Not that I was too interested in condoms and corny foibles. But that girl Ellen, I knew exactly who he was talking about! His little soul patch, scrubbing it with his fingers as he talked, every so often going into thoughtful silence. Fucking McTier! You couldn’t even blame him. Then also, the details he wouldn’t mention that I knew would claw at me for the rest of the week. That way she walked, and I could picture it. Was she a dancer, cheerleader? A gymnast in high school? Did that even come up? Why would it? Or for instance, not if, but how, exactly, did she go into that room? Frat house, idiots all around. But was she almost laughing about it? In other words, what were we talking about here? Something she’d fantasized about, maybe with friends, built herself up to, or was she some sort of sexual nihilist? Was there eye contact, or was it a game from the start? Did he believe it was him specifically, or had he not been there, say, could it as easily have been somebody else? And actually funny, also kind of insulting, the part that was him explaining in great detail to a starving man about delicious food. I could imagine this guy sinking his teeth into a glistening, thick rack of ribs. Bare-chested and sloppy, like some big, blond ape, sweating, mounting the table, baring down, to munch all over that shit, and trying to describe it, not only how much of a hero he must seem, to dudes like me, whatever, but now he’s reaching, actually trying to think about that stretchy, tingling, incredible sensation with all the trimmings—not that I was hoping, staring, at the headlights sawing out into the night—but if there was a key to it, some concept in there to unlock, then ok, tell me, be the hero . . .
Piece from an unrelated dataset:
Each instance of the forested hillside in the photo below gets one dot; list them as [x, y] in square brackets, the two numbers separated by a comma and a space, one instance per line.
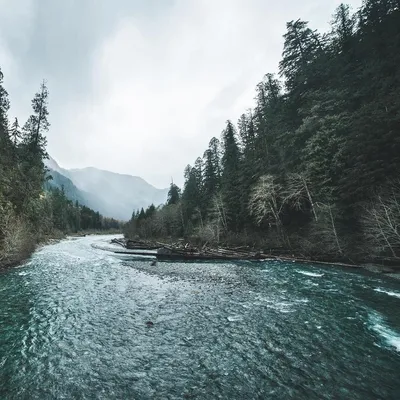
[29, 213]
[314, 167]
“Hey Nelly, bro, in your country, they have that expression, ‘greased lightning?”
“Buddy, I’m not African.”
“Well, yeah, it was like, sliding into ball bearings. Yeah. Smooth. But tight bro, reeeal tight.”
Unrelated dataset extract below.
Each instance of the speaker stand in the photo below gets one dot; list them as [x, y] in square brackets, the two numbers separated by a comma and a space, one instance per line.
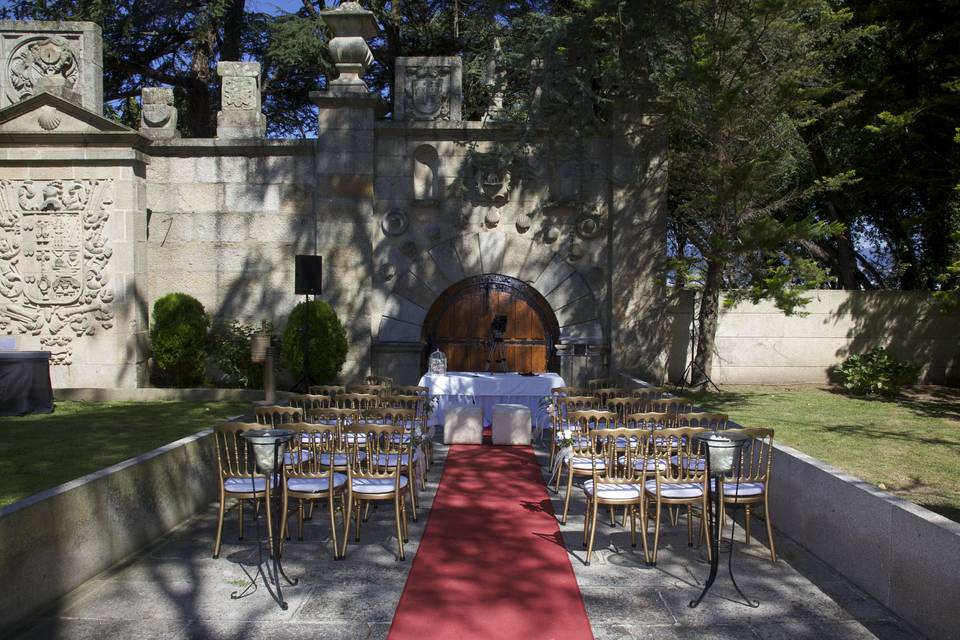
[304, 382]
What can I say? I nod. I don’t bother telling him not to call me Nelly. The turn onto Dubuque, he leans with the curve. The truck is a beater, old two-tone bronco, he drives like it’s a music video, slouched, folding, refolding his cap across his eyes as we glide up in front of the Mayflower steps. Fist bump. We mumble about next week, the boxing class, so forth, bang the door, and I light a cigarette as he drives off. There’s snow swirling in the lights. Same Indian dude, there, drinking from a big gulp, and what’s this guy always doing out here? Looking up, counting the floors to Inez’s room, and the light’s on. Thinking about it. But then, she’s probably up there holding court, her tool friends and those gay guys. Man. Shit . . .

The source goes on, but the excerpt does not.